Introduction
If you’re new to GANs, I recommend starting with my introductory post on GANs to understand the fundamental concepts. This post dives deep into the various objective functions that power different GAN architectures and how they address specific training challenges.
TL;DR: Here’s a quick reference for the GAN variants we’ll explore:
GAN Variant | Key Innovation | Main Benefit |
---|---|---|
Original GAN | Jensen-Shannon divergence | Foundation of adversarial training |
WGAN | Earth-Mover distance | Meaningful loss, better stability |
Improved WGAN | Gradient penalty vs. weight clipping | Eliminates weight clipping issues |
LSGAN | Least squares loss | Better gradients, less saturation |
RWGAN | Relaxed Wasserstein framework | Balance between WGAN variants |
McGAN | Mean/covariance matching | Statistical feature alignment |
GMMN | Maximum mean discrepancy | No discriminator needed |
MMD GAN | Adversarial kernels for MMD | Improved GMMN performance |
Cramer GAN | Cramer distance | Unbiased sample gradients |
Fisher GAN | Chi-square distance | Training stability + efficiency |
EBGAN | Autoencoder discriminator | Reconstruction-based losses |
BEGAN | Boundary equilibrium | WGAN + EBGAN hybrid |
MAGAN | Adaptive margin | Dynamic loss boundaries |
Why Objective Functions Matter
The objective function is the mathematical heart of any GAN – it defines how we measure the “distance” between our generated distribution and the real data distribution. This choice profoundly impacts:
- Training stability: Some objectives lead to more stable convergence
- Sample quality: Different losses emphasize different aspects of realism
- Mode collapse: The tendency to generate limited variety
- Computational efficiency: Some objectives are faster to compute
The original GAN uses Jensen-Shannon Divergence (JSD), but researchers have discovered many alternatives that address specific limitations. Let’s explore this evolution.

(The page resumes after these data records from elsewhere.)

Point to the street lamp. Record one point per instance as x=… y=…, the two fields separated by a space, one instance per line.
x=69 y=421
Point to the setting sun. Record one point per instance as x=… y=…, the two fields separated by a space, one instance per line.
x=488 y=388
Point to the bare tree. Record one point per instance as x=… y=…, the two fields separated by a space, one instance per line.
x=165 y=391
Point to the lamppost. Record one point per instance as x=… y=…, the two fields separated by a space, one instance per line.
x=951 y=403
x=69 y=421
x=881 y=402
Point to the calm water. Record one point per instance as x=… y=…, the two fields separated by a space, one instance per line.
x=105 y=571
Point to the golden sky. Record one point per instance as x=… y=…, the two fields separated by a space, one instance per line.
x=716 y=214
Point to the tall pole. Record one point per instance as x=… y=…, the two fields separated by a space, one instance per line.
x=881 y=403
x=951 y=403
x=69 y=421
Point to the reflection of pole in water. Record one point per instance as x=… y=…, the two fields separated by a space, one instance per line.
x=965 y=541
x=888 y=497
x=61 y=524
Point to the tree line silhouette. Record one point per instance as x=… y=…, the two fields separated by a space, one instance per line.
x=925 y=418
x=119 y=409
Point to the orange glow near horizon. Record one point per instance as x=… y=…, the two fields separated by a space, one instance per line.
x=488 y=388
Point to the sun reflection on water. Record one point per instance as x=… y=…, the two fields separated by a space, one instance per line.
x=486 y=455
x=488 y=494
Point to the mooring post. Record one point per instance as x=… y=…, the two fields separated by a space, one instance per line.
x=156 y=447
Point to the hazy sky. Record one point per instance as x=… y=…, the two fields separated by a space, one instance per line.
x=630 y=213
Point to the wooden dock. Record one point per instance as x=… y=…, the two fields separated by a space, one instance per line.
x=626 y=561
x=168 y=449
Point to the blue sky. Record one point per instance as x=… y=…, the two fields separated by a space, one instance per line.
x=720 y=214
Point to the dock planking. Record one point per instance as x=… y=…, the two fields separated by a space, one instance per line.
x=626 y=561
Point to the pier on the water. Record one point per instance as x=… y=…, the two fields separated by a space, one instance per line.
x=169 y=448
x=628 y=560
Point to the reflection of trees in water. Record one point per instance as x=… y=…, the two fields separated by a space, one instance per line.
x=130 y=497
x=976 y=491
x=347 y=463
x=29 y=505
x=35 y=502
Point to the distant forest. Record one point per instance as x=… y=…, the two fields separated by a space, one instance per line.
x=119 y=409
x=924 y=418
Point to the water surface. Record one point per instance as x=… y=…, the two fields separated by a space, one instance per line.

The Original GAN: Jensen-Shannon Divergence
The foundational GAN minimizes the Jensen-Shannon Divergence:
$$ \text{JSD}(P, Q) = \frac{1}{2} \text{KL}(P || M) + \frac{1}{2} \text{KL}(Q || M) $$
Where $M = \frac{1}{2}(P + Q)$ is the average distribution, and $\text{KL}$ is the Kullback-Leibler Divergence.
Strengths: Solid theoretical foundation, introduced adversarial training
Limitations: Can suffer from vanishing gradients and mode collapse
Wasserstein GAN (WGAN): A Mathematical Revolution
The Wasserstein GAN revolutionized GAN training by replacing Jensen-Shannon divergence with the Earth-Mover (Wasserstein) distance.
Understanding Earth-Mover Distance
The Wasserstein distance, also known as Earth-Mover distance, has an intuitive interpretation:
Imagine two probability distributions as piles of dirt. The Earth-Mover distance measures the minimum cost to transform one pile into the other, where cost = mass × distance moved.
Mathematically:
$$ W_p(\mu, \nu) = \left( \inf_{\gamma \in \Gamma(\mu, \nu)} \int_{M \times M} d(x, y)^p , d\gamma(x, y) \right)^{1/p} $$
Why Earth-Mover Distance Matters
Jensen-Shannon Divergence | Earth-Mover Distance |
---|---|
Can be discontinuous | Always continuous |
May have vanishing gradients | Meaningful gradients everywhere |
Limited convergence guarantees | Broader convergence properties |
WGAN Implementation
Since we can’t compute Wasserstein distance directly, WGAN uses the Kantorovich-Rubinstein duality:
- Train a critic function $f$ to approximate the Wasserstein distance
- Constrain the critic to be 1-Lipschitz (using weight clipping)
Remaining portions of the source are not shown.